Besides making sure there is connectivity redundancy, this is useful as as way to make sure things like host MPIO is also configured properly (like Round Robin instead of Fixed Path in VMware NMP). So in Purity 4.1.5 we added this to the standard CLI that all customers can use. The command is:
purehost monitor –balance
The command will report a few things:
- The host name
- The individual initiators from the host. If they are logged into more than one FlashArray port, it will be reported more than once. If an initiator is not logged in at all, it will not appear
- The port that initiator is logged into
- The number of I/Os that came into that port from that initiator over the time period sampled
- The relative percentage of I/Os for that initiator as compared to the maximum
The first four are pretty straight forward,but was does number 5 mean? The balance command will count the I/Os that came down the particular initiator during the sampled time period, and it will do that for all initiator/target relationships for that host. Which ever relationship/path has the most I/Os will be designated as 100%. The rest of the paths will be then denoted as a percentage of that number. So if the a host has two paths, and the first one has 1000 I/Os and the second has 800, the first path will be 100% and the second will be 80%. Make sense?
A well balanced host should be within a few percentage points of each path. Anything more than 15% or so might be worthy of investigation.
The next question is the sample period. By default the command will make a sample period last five seconds. This can be altered by adding the –interval parameter and then applying a higher number in seconds (I wouldn’t recommend any lower than 5).
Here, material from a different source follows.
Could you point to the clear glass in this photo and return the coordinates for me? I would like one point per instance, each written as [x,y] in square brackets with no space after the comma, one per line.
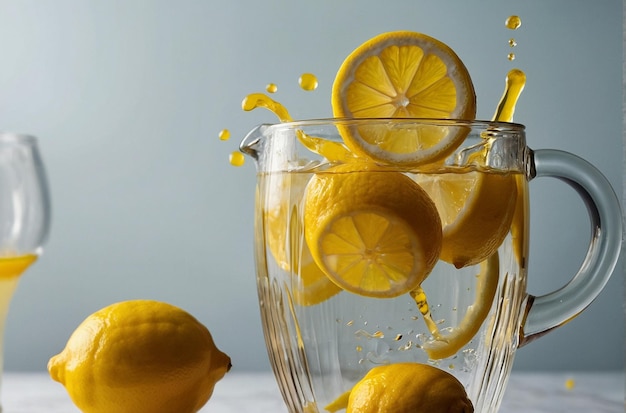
[24,214]
[322,340]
purehost monitor –balance –interval 20
If you want to keep it polling while you make changes, you can add the –repeat parameter followed by an integer to indicate how many samples you would like it to take before it ends.
purehost monitor –balance –repeat 20
You can combine both –interval and –repeat if you want. If –interval is omitted, it will be a 5 second sample. If –repeat is omitted, it will only run once.
Furthermore, you can specify to have it focus on just one host, or a set of hosts by supplying the host name (or names if you want more than one) in the command. When run without a host specified, it will report on all of your hosts.
One host:
purehost monitor –balance csg-vmw-esx2-csgvmw-local
Two hosts:
purehost monitor –balance csg-vmw-esx2-csgvmw-local csg-vmw-esx3-csgvmw-local
Interpreting the results…
Okay that’s how to run the command, so now how to use it. A good host should look like what the above two screenshots do. 100% 99% 98% etc. But what about a bad host?
I set up a quick environment. One host, two datastores and a virtual machine on each datastore running a VDBench workload. The above screenshots show the host (host3) with Round Robin configured for both volumes, so the balance looks great. Below I “accidentally” set one of those two datastores to Fixed Path instead of Round Robin. So one datastore is good (using all 4 paths) and the other one is not (using only 1).
As you can see, one path is being hit hard with ~10,000 I/Os and the others are much less than that, around 20%. This is because one workload is only using one path and the other is using all four. Seeing an imbalance like this most likely means that some device (or devices) on that host is probably improperly configured with a Path Selection Policy (PSP) of either Fixed or Most Recently Used.
The below screenshot shows a different imbalance:
Only two of the four paths are being used (well one had a few). In this case, I set the PSP to Fixed for all of the devices. But imbalance like this could also mean an HBA is bad, or a switch. So this is likely a more systemic issue than a misconfiguration of a subset of devices. Or maybe someone added a WWN listing in the host object on the FlashArray incorrectly–either a wrong one, or a typo. Remember though, if the initiator is not logged in, it will not list it in this CLI command.
Next steps…
Let me mention–this is just the START of this. We have a lot planned for this functionality and of course the entire idea of being able to detect issues on the host from information we can get on the FlashArray–not just I/O imbalance. So definitely pay attention to this space. Specifically, look for REST API support, GUI integration (we have actually made a few related changes already), application plugin integration, automated alerts etc. There is a lot of cool stuff we can do with this, and we absolutely intend to.
Look for the Part II post in a day or so on the GUI enhancements that we have already implemented.
Great info have had to fix this on my clusters.
Thanks! Glad it was useful!
Awesome post, is this capability currently exposed via REST?
Thanks
Julian
Thanks! Unfortunately the balance checker is not in it yet as far as I know. Let me ask and see what the plans are for this.